Dheir had wanted to send his sons to university but could no longer afford to. Last week he and his family watched from their roof as Israeli bulldozers reduced Morag to rubble.
He has Egyptian land registry papers issued before Israel occupied Gaza and the West Bank in the 1967 war and now hopes to get his seven acres of land back. “It’s as if my artery was cut and suddenly the doctor has reconnected it,” Dheir said.
As dramatic scenes of the Israel Defence Forces (IDF) evacuating the 21 Jewish settlements in Gaza and four in the West Bank were played out on television news across the world last week, little thought was given to personal tragedies such as the Dheirs’. Most of the seaside Jewish settlements were built on empty dunes, but those like Morag devastated the lives of locals.
Mohamed Dheir, 62, a local leader, remembers the day in 1972 that Israeli bulldozers protected by tanks ploughed down his family’s 46 acres of almond trees and confiscated the land to expand Morag, a settlement of 170 Jews carved out between heavily populated Rafah city and the Khan Yunis refugee camp.
“I grew each tree as I grew my own kids. It was like taking my heart out of my body,” said Dheir, who can trace his family’s farm on that land back “six grandfathers”. He also hopes to get his land back.
Across Gaza, there are stories of land seized, crops rotting on trucks held at the border crossing, houses destroyed, sons and daughters killed or imprisoned, and increasing poverty as Israel tightened military control on Gaza to try to crush the intifada that erupted in 2000.
Last week Palestinians in Gaza were holding their collective breath, still not quite able to believe the Israelis were leaving after 38 years of occupation. The IDF plans to finish destroying the homes in the settlements by September 3 and estimates that its final job, clearing out the military bases, should be completed by September 15.
The Palestinian Authority (PA) has hung 25,000 Palestinian flags along the roads in preparation for a huge celebration.
Celebrations aside, the PA, headed by Mahmoud Abbas, has decided the area will be rebuilt either as housing or used for industry.
Its first fear, however, is of a chaotic rush by Palestinians to see the places that for the past 38 years, although just yards away, could have been as distant as the moon.

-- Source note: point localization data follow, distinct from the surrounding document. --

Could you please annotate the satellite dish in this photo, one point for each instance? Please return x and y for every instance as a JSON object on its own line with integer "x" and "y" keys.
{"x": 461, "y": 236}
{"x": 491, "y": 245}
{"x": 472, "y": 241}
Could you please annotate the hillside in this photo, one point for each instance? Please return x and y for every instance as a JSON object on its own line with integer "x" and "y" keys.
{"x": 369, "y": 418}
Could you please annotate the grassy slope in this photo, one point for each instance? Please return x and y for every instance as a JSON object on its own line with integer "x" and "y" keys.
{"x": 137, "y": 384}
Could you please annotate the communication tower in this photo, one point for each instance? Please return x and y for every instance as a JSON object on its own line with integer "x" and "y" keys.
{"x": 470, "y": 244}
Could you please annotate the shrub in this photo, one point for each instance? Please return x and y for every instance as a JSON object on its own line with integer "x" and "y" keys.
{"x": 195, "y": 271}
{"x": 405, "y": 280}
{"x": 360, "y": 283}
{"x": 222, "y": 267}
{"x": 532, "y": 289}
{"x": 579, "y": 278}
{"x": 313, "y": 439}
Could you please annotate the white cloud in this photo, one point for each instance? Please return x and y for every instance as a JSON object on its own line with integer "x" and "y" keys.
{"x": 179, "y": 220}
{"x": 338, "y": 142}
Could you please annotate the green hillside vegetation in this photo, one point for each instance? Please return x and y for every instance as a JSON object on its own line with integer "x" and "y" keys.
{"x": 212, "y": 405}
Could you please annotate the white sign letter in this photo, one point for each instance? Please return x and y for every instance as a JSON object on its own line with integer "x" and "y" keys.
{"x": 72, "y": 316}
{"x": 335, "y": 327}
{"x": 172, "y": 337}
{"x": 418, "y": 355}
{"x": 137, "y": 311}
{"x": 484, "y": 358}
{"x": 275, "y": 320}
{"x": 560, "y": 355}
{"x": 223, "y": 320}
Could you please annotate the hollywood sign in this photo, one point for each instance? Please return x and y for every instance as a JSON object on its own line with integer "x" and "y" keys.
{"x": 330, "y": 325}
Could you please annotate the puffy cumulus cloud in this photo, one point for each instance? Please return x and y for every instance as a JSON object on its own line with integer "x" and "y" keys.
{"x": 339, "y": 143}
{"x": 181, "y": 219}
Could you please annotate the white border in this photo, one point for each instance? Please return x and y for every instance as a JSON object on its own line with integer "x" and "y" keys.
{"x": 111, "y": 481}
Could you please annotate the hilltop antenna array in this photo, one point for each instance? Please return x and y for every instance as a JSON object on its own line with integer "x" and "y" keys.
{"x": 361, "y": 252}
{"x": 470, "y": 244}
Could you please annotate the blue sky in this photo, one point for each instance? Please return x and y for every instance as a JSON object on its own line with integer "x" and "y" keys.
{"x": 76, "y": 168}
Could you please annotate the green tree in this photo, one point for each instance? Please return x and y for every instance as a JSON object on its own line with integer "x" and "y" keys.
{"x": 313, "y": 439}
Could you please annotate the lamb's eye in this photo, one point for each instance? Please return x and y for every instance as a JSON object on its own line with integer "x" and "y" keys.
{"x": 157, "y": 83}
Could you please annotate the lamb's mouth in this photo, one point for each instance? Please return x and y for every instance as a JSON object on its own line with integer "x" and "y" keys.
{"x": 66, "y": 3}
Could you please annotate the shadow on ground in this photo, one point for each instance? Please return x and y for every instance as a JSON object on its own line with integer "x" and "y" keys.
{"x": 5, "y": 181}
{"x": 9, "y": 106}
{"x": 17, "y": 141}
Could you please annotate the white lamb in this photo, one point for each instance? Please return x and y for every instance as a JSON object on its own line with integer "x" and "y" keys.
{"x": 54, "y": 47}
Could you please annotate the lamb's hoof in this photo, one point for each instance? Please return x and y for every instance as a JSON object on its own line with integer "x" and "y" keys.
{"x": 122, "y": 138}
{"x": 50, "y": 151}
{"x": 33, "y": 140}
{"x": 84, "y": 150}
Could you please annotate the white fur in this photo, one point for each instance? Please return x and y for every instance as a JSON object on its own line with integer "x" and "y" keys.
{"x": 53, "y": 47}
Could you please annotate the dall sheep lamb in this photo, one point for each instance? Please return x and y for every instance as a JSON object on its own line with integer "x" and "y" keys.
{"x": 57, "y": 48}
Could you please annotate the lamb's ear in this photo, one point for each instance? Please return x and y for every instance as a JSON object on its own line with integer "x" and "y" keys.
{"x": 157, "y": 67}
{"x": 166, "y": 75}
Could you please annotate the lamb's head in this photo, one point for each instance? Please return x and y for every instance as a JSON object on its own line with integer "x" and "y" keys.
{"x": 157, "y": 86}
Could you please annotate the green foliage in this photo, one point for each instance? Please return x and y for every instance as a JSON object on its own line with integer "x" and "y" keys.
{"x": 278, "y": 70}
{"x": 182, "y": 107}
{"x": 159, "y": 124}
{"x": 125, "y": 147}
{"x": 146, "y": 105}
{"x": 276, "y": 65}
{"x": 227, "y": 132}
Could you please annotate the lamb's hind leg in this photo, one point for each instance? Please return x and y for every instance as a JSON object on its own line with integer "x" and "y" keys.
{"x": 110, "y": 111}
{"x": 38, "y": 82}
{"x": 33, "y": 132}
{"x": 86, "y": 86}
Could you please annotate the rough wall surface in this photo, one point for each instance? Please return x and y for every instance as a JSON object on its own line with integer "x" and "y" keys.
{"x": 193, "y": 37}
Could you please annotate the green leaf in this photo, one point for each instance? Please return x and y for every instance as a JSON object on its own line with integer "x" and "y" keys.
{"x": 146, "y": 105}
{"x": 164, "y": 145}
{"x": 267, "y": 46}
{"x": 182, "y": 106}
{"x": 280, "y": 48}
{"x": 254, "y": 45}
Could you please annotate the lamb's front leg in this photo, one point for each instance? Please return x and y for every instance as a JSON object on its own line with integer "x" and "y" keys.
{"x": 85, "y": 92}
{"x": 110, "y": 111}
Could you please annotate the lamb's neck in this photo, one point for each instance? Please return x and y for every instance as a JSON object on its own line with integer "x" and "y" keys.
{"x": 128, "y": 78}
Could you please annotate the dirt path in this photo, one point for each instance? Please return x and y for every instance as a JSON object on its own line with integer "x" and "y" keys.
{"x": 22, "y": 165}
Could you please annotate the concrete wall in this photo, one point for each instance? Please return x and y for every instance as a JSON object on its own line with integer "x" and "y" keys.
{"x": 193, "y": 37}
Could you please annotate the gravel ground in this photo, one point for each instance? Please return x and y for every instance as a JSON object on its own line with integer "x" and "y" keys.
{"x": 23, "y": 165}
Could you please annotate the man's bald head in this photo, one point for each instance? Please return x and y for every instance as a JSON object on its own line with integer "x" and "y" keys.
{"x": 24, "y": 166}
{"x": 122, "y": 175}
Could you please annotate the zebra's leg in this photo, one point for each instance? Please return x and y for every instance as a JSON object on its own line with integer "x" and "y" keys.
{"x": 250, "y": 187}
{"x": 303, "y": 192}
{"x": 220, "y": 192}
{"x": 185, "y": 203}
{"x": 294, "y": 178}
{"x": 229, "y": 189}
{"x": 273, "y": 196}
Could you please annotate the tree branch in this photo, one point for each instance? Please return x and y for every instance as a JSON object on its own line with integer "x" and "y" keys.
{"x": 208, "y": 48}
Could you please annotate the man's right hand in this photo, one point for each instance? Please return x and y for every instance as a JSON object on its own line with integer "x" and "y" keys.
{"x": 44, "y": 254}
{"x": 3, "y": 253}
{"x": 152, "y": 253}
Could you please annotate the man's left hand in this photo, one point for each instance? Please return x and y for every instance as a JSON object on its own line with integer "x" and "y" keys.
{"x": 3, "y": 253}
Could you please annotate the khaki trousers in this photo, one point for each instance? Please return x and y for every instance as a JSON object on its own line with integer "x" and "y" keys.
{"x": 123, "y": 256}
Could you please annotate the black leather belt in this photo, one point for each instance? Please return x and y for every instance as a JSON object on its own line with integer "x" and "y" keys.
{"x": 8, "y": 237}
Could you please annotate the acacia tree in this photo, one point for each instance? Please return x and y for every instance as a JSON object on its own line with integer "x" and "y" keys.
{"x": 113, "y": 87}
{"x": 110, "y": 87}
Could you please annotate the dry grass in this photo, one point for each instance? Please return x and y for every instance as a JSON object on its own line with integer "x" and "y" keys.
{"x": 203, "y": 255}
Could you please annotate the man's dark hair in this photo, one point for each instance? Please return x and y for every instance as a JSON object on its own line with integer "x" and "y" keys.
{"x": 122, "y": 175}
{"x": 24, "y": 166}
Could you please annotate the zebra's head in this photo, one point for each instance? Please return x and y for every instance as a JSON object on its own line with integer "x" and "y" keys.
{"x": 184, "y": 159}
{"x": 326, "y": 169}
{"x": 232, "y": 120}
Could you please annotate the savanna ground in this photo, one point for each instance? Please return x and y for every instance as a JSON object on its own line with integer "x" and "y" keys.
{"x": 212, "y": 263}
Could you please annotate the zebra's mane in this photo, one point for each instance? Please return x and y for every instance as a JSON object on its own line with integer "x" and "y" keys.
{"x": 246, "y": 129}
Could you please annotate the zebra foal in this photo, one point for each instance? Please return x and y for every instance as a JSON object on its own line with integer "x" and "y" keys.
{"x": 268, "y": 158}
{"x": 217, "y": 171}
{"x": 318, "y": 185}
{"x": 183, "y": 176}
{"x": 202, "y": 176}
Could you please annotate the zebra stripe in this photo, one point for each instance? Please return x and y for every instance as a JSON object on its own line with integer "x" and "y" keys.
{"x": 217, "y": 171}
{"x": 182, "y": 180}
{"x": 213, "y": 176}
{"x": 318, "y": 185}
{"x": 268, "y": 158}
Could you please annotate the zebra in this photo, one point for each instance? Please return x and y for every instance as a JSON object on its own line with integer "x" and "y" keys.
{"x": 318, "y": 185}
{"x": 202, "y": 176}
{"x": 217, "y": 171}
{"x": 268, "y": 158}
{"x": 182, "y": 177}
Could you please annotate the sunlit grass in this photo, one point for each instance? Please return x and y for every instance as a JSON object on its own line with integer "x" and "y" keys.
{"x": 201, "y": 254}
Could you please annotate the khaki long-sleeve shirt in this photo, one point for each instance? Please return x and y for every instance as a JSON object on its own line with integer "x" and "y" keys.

Tawfiq Abu Khousa, a spokesman for the Ministry of the Interior and a retired general, said PA forces had surrounded the settlements. He said militias such as Hamas, the Islamic extremist group, had agreed to control their members.
Huge problems nevertheless remain that could undermine any prospect of progress for Gaza and restart the cycle of poverty, anger and extremism.
The main issue is the Rafah crossing point to Egypt. Palestinians insist that Israel must relinquish the control they have over it. They say it will be Gaza’s only outlet to the world. Keeping it under Israeli military control would make Gaza a big prison, they say. They have offered to allow a third party such as the European Union to monitor the crossing point.
Israel wants not only to keep control of the Egypt crossing, but to move it to Kerem Shalom, the only place where Israel, Gaza and Egypt intersect. “We do not feel we can rely on the Palestinians to prevent a terrorist from entering into Gaza,” a senior Israeli government official said last week.
There is more at stake than security, though, and other pressing issues could destabilise the fragile peace. With an an election in January, Abbas needs other improvements in Palestinian life if he is to succeed.
Diana Buttu, a legal official, suggests there should be a relaxation of Israeli checkpoints strangling the West Bank, an end to the building of settlements there and a release of prisoners.
Israeli, however, insists the ball is in the Palestinian court. “It is the turn of the Palestinians,” the senior Israeli official said. “We have evacuated on our side. Now they have to destroy the terrorist organisations.”
When the celebrations are over, the work to secure the peace will be just beginning.